PET activity at the vertebral endplates (SUVmaxU and SUVmaxL), but not within the intervertebral disc space (SUVmaxD, SUVratioU and SUVratioL), was correlated with the specific LBP and disability symptoms as measured using ODI score. We have previously found [15] that increased tracer uptake in the vertebral endplates is correlated with the occurrence and magnitude of subsidence in this type of patient, indicating instability with vertebral collapse of endplates. Subsidence is defined as sinking of a fusion cage into one or both of the adjacent vertebral bodies [23]. However, the clinical relevance of subsidence remains a matter of debate since the magnitude of subsidence does not match the final clinical results [24]. Fischer et al. [20] have also interpreted persistent increased uptake above and below the cage as inactive or unsuccessful fusion due to increase stress and microinstability. We were not able to demonstrate a consistent correlation between ODI score and CT fusion score: while significantly different ODI scores were found between CT fusion scores 0 and 1, this was paradoxically not the case between CT fusion scores 0 and 2. This could have been related to the wide range of ODI scores associated with CT fusion score 2, which may have been due to other causes of pain sensation in these patients. There appears to be an inverse correlation between the CT fusion score and SUVratio (ratio between the endplate SUV and the intervertebral disc space SUV).

In a normally evolving fusion the number of intervertebral bridges increases from CT fusion score 0 to 1 to 2 over time, while PET activity develops from highly active endplates combined with a relatively silent intervertebral disc space (SUVratio >1.0) to an even activity distribution over the two areas (SUVratio about 1.0). This is evidence for the hypothesis that the existence of bony bridges (one or two) in combination with ‘absence’ of PET uptake indicates a stable fusion (absence of pseudarthrosis), and in the case of pseudarthrosis (no detectable bony bridges on CT), PET uptake pinpoints the symptomatic pseudarthrosis. Uptake at the endplates probably reflects ongoing stress reactions, due to an unstable lumbar fusion.
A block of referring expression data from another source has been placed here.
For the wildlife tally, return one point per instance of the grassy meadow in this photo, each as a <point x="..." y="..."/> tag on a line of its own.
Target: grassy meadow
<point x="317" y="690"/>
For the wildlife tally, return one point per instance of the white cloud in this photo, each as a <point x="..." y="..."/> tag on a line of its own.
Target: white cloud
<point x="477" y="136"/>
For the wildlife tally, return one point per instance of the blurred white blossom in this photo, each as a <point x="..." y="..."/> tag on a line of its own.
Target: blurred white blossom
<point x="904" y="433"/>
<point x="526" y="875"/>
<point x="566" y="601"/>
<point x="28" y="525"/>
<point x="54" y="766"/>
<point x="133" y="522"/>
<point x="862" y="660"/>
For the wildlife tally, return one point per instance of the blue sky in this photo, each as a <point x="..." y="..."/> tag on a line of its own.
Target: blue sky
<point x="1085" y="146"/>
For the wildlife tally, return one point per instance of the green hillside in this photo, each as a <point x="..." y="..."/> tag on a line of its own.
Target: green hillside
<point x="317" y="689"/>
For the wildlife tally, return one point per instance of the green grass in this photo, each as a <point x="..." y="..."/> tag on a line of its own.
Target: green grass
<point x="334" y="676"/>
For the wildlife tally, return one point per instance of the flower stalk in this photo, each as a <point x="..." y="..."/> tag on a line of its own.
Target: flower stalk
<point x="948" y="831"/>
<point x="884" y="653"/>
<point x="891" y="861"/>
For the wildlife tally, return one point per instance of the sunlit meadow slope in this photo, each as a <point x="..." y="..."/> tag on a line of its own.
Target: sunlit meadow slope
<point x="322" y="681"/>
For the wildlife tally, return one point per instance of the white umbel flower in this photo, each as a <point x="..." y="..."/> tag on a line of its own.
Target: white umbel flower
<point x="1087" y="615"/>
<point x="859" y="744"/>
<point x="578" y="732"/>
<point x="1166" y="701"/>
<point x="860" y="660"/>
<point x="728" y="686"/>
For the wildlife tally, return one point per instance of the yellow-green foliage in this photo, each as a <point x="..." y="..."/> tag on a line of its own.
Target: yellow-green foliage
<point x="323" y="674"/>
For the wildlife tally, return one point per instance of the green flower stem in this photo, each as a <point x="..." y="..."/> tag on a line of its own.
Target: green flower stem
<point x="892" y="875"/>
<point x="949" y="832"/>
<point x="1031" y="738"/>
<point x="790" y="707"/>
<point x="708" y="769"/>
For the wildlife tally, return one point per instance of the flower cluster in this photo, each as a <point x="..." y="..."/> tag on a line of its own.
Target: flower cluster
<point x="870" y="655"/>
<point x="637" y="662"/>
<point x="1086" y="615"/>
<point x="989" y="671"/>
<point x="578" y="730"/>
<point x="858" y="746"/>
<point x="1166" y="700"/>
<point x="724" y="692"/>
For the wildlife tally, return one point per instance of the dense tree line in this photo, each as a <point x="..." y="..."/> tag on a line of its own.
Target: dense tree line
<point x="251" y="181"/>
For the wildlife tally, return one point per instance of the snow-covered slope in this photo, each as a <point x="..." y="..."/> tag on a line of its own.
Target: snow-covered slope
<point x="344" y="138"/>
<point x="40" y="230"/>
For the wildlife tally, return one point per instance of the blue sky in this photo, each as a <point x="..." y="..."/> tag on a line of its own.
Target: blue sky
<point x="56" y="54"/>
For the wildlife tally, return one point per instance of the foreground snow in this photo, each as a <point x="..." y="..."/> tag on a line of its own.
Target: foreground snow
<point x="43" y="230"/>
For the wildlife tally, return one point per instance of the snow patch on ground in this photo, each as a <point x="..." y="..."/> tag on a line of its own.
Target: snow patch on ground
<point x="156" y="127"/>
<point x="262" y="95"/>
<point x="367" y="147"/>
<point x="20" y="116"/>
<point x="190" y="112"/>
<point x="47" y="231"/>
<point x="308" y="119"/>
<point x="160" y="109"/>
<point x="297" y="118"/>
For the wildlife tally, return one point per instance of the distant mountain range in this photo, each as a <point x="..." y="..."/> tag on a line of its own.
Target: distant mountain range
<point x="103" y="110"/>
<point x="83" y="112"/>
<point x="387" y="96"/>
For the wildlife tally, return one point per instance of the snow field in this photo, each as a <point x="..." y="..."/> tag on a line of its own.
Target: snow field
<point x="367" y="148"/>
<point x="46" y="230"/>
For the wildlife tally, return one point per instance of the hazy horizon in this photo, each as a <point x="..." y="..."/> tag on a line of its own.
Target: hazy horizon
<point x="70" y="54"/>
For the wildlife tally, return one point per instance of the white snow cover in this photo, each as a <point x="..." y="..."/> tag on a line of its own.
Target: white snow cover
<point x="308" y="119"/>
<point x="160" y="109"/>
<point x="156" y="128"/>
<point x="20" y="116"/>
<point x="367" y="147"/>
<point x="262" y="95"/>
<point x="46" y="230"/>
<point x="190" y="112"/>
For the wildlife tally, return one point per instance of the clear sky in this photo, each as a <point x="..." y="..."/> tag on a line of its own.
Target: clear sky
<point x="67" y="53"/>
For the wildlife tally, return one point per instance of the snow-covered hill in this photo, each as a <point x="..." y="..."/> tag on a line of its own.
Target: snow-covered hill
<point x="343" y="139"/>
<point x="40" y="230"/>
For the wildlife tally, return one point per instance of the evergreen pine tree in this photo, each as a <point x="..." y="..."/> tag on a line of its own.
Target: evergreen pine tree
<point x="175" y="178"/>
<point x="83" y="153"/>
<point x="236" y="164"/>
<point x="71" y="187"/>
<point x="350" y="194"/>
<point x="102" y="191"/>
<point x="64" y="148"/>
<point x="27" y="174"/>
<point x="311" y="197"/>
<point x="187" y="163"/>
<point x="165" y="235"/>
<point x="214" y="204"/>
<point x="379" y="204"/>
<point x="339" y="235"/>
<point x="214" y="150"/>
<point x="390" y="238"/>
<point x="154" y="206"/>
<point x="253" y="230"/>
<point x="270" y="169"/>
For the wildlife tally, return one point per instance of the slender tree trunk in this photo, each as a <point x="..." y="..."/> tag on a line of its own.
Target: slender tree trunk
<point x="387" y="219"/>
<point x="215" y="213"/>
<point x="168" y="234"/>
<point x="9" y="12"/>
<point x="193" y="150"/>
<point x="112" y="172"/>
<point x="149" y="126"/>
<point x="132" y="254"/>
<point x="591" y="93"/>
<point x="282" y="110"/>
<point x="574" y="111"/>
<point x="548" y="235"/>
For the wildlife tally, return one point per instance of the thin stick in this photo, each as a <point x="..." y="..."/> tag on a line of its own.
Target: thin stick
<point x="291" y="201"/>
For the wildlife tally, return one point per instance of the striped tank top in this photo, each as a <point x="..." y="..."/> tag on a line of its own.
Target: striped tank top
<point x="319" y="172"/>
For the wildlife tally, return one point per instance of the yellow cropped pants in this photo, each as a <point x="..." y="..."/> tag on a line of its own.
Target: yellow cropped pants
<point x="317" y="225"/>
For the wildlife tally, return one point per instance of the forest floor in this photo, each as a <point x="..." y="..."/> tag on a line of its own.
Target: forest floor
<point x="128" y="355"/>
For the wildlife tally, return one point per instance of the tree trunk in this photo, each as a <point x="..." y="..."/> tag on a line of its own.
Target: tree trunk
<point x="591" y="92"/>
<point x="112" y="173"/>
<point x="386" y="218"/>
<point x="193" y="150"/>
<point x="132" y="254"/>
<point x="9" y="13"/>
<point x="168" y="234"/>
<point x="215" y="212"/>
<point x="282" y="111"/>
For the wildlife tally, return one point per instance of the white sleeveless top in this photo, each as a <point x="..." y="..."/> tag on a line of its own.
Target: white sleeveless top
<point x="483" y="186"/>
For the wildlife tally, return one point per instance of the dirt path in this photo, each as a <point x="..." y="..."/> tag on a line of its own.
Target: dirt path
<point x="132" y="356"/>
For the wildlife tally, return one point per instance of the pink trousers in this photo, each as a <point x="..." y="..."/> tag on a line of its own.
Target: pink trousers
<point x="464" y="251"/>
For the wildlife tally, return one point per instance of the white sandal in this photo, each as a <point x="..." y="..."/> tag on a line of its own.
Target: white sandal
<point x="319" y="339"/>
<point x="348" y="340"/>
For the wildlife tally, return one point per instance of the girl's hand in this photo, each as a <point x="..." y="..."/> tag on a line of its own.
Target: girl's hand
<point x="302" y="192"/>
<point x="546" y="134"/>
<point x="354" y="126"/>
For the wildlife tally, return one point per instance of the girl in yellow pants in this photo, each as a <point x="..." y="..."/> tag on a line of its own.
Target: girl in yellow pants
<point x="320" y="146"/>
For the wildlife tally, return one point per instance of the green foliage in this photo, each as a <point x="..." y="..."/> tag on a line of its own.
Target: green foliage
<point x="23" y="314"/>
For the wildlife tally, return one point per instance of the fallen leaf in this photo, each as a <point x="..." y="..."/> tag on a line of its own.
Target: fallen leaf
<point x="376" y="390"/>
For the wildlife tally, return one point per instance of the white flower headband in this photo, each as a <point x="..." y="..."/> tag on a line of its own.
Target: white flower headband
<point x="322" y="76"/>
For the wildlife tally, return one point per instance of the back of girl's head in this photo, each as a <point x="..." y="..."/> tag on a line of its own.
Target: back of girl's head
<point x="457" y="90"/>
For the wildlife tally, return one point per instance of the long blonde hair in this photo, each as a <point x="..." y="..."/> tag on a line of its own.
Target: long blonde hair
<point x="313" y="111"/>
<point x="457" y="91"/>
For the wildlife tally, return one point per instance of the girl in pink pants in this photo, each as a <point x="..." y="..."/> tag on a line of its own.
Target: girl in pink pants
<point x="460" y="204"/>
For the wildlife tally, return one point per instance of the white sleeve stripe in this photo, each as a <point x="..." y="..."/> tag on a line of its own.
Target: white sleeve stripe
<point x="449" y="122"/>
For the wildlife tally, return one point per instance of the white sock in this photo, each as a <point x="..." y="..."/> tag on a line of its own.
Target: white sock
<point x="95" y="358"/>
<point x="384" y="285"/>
This study was limited by a lack of correlation to the gold standard of surgical exploration. We found no previous studies on the PLIF procedure that investigated the correlation between the surrogate gold standard high-resolution CT findings and surgical exploration. In posterolateral fusion, CT had a very low positive predictive value, indicating that complete mineralization of bony bridges may take substantially longer to show on CT. Prospective studies are needed that will address this in conjunction with PET findings. At our institution, implant removal is not standard practice and revision surgery is only performed in a highly selected group of pseudarthrosis patients with substantial pain. Clinical follow-up can also be used as a surrogate gold standard, but a considerable number of patients and time intervals as well as repeated PET/CT scans would be needed to fully account for all influencing confounding factors and coexisting abnormalities. Therefore, the potential of the PET scan to predict therapy management could not be fully assessed in this study. However, the main goal of this study was to evaluate the relationship between active PET scan abnormalities and symptoms. Furthermore, large differences between patients in the time between fusion surgery and 18F-fluoride PET/CT examination were present. A similar follow-up period for all patients would have been ideal, but was not feasible within the limits of clinical practice, because symptomatic patients can present with pain at any time from months to years after PLIF. For asymptomatic patients, it is not feasible to perform PET/CT many months to years after a successful fusion procedure. Finally, another limitation of the study was the small sample size.

In conclusion, our study demonstrated that 18F-fluoride uptake on PET correlates better with symptomatic pseudarthrosis than the CT findings. Furthermore, an inversed relationship between PET uptake and CT score was found.